Sberbank prognostiziert bis zu 46,4 Milliarden US-Dollar regulierten Krypto-Handel im ersten Jahr des neuen russischen Gesetzes
Wichtige Erkenntnisse
- •SberCIB Investment Research prognostiziert im ersten Jahr des neuen russischen Gesetzes regulierten Krypto-Handel von 3,5 bis 4 Billionen RUB (bis zu 46,4 Milliarden US-Dollar); bis 2029 steigt die Schätzung auf 7,5 Billionen RUB (87,1 Milliarden US-Dollar).
- •Nur etwa ein Fünftel der bestehenden Krypto-Aktivität in Russland dürfte auf lizenzierte Börsen übergehen; das vor der Reform hochgerechnete Jahresvolumen liegt bei rund 18 Billionen RUB auf Basis von 650 Millionen US-Dollar Tagesvolumen.
- •Sberbank plant bis zum 1. Dezember 2026 eine Krypto-Wallet und ein digitales Verwahrkonto in den Apps Sber und SberInvestments und hat bereits einen Pilotkredit gegen Krypto-Sicherheiten mit Intelion Data durchgeführt, vorbehaltlich der Zustimmung der Zentralbank für eine breitere Kreditvergabe.

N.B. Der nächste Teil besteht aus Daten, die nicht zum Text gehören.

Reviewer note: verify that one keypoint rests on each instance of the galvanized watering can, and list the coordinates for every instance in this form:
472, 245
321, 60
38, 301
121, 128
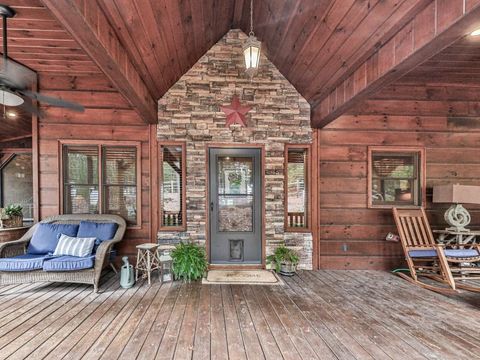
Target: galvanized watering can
127, 279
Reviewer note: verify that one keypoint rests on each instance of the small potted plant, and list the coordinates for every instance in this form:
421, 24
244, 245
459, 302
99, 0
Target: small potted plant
284, 260
14, 216
189, 261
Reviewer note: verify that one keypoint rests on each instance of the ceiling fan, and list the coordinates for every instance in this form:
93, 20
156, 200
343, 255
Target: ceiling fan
16, 79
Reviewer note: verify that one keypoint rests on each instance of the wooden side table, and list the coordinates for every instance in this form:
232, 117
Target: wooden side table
147, 261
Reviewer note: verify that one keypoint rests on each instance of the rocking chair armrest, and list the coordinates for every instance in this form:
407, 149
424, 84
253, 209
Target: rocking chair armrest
13, 248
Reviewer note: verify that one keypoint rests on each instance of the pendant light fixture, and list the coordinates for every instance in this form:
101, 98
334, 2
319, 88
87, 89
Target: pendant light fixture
251, 48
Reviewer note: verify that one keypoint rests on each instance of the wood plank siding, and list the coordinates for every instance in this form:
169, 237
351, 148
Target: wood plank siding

- •Das Gesetz verbietet Krypto-Zahlungen für inländische Waren und Dienstleistungen, erlaubt aber die Krypto-Abwicklung grenzüberschreitender Außenhandelsverträge; US- und EU-Sanktionen gegen russische Krypto-Dienstleister bleiben unverändert.
- •VTB, T-Bank und die Moskauer Börse, die bereits Futures auf einen Bitcoin-Index handelt, bereiten konkurrierende Krypto-Angebote unter demselben Rahmen aus Registrierungspflicht und Anlegergrenzen vor.

Sberbank erwartet im ersten Jahr von Russlands neuem Krypto-Gesetz einen regulierten Krypto-Handel von bis zu 46,4 Milliarden US-Dollar. Rund ein Fünftel der bestehenden Krypto-Aktivität im Land dürfte auf lizenzierte Börsen verlagert werden.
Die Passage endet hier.